About
Gabriel Russo Vitagliano
Design engineer, builder, and chronic overthinker. Usually in that order.
Born in São Paulo, Brazil, but raised in a small city between TV cartoons, comic books, and a deep obsession with computers during the early internet days. I was the kind of kid who could spend hours clicking through folders and exploring software, customizing things that didn't need customization, and getting fascinated by how digital worlds were built.
Photography became a huge part of my life during my teens and ended up shaping the way I approach almost everything creatively. It taught me to pay attention to light, balance, rhythm, and emotion, and that way of seeing naturally carried into both my work and the way I experience the world.
When I'm not in front of a screen, I'm usually surrounded by plants, wandering through nature with a camera, hanging out with my dogs, or getting lost reading about something completely unrelated to what I should be doing.
Currently
Field Notes
Beliefs I try to live by
Show your thinking
A prototype worth seeing is worth showing half-finished. Waiting until it's perfect means waiting until it's too late to change.
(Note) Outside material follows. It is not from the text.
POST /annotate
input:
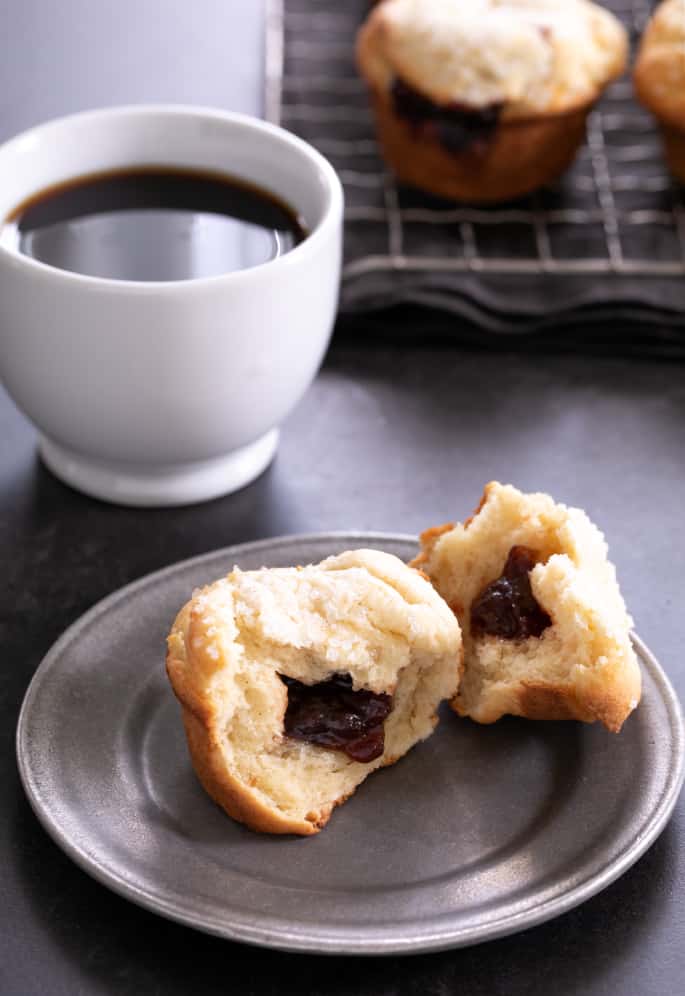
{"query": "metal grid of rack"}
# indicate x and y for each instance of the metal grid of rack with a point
(615, 211)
Make it work, then make it beautiful, then question whether it needed to exist
Shipping something rough beats polishing something forever. But ruthless editing — of features, words, animations — is what separates useful from memorable.
Slow down to go fast
The hour spent really understanding a problem is the one that prevents two weeks of building the wrong thing. I've learned this the hard way, more than once.
Stay a beginner
The most interesting work happens at the edges of what I know. Discomfort means growth; fluency can become a trap.